It built up for me. Three weeks before I went into labor I started feeling these menstrual-like cramps, that came and went. Then I didn't get them for a while..and the day I went into labor they suddenly came back again, stronger than they had been, and went from being down low in my uterus earlier in the day, to cramping at my back, and then moving around to the front, and wouldn't go away when I sat, and only dulled minimally when I laid down. Then my water broke a few minutes after I laid down.

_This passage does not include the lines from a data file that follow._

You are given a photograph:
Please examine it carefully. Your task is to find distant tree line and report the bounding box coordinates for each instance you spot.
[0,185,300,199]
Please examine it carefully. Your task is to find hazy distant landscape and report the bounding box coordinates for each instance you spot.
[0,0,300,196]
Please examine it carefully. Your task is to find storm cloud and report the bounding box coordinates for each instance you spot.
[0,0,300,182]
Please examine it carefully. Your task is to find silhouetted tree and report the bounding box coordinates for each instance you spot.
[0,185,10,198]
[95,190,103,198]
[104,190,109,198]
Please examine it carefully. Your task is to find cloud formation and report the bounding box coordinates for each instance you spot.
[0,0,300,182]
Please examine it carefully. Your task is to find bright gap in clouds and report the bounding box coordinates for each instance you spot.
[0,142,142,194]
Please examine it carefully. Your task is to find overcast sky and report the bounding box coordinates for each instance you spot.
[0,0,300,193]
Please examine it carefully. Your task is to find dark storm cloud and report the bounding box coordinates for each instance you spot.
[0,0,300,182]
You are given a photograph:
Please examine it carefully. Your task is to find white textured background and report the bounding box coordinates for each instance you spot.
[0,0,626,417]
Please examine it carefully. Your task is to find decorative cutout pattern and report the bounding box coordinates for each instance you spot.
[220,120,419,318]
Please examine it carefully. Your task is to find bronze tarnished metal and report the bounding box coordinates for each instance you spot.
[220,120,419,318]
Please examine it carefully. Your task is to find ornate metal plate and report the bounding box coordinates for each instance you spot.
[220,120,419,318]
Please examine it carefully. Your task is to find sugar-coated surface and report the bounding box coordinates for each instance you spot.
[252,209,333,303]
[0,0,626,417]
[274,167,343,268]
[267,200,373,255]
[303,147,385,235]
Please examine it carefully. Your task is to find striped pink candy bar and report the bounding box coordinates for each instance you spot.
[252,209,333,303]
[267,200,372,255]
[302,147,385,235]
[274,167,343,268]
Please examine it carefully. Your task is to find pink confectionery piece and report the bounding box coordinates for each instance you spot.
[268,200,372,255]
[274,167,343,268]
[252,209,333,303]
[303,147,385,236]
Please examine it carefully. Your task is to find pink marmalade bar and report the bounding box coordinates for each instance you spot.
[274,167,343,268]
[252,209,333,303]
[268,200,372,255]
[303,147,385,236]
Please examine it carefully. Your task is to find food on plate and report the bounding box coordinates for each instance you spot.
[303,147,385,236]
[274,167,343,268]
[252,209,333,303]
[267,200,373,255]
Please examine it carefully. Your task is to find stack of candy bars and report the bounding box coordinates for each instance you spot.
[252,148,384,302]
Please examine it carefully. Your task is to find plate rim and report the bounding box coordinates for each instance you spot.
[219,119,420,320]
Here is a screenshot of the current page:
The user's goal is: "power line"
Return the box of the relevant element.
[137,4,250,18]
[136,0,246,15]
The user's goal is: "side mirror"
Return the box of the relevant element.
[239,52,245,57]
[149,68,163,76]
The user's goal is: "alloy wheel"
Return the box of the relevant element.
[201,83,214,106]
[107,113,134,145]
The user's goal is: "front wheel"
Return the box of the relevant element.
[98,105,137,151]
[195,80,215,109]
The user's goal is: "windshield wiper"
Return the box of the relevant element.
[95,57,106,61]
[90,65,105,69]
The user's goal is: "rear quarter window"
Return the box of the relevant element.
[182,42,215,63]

In comparison to the cramps weeks earlier, I knew nothing would come of them. But the day I went into labor I had the notion, "I'm REALLY not sure if these are false..."


----------



## Owen'nZoe (Sep 7, 2005)

With my first, pre-labor cramping started around 2 am the day DS was born, about 14 hours before I went into true labor (4 pm) and 20 hours before he was born (10 pm). My water also broke around that 2 am mark, we think, but DS's head was low enough to act like a cork, so I had no leakage and didn't realize my water had broken.







When labor really started (with regular, closely spaced contractions) at 4 pm, I knew I was in labor. We checked in to the hospital 2 hours after that, and DS was born 4 hours later.

With my second, my water broke at 6 pm, but labor didn't start until almost 9pm. I'd had no indications of labor before my water broke at all. He was born just after 10pm.


----------



## Jaimee (Jun 7, 2007)

With my first, I hadn't been experiencing contractions really at all. They were there, apparently, but I didn't feel them or recognize them, I should say. I was 2cm dilated when I actually started early labor. I knew because there was a distinct menstrual-like cramping feeling that came and went about every 20 minutes. They simply progressed from there to every 15, every 10, every 7, every 5, and then every 2. This was a 15 hour process or so. They didn't really get stronger or much longer, for me, until they were 2 minutes apart for quite some time. I was still moving around, eating, etc. and just relaxing during the contractions. Eventually I reached a point where one or two brought a tear to my eye and I realized I was really breathing through them and couldn't talk during. That's when we went to the birth center and discovered I was 8cm! From there it was another 4ish hours of contracting and then pushing until dd was born.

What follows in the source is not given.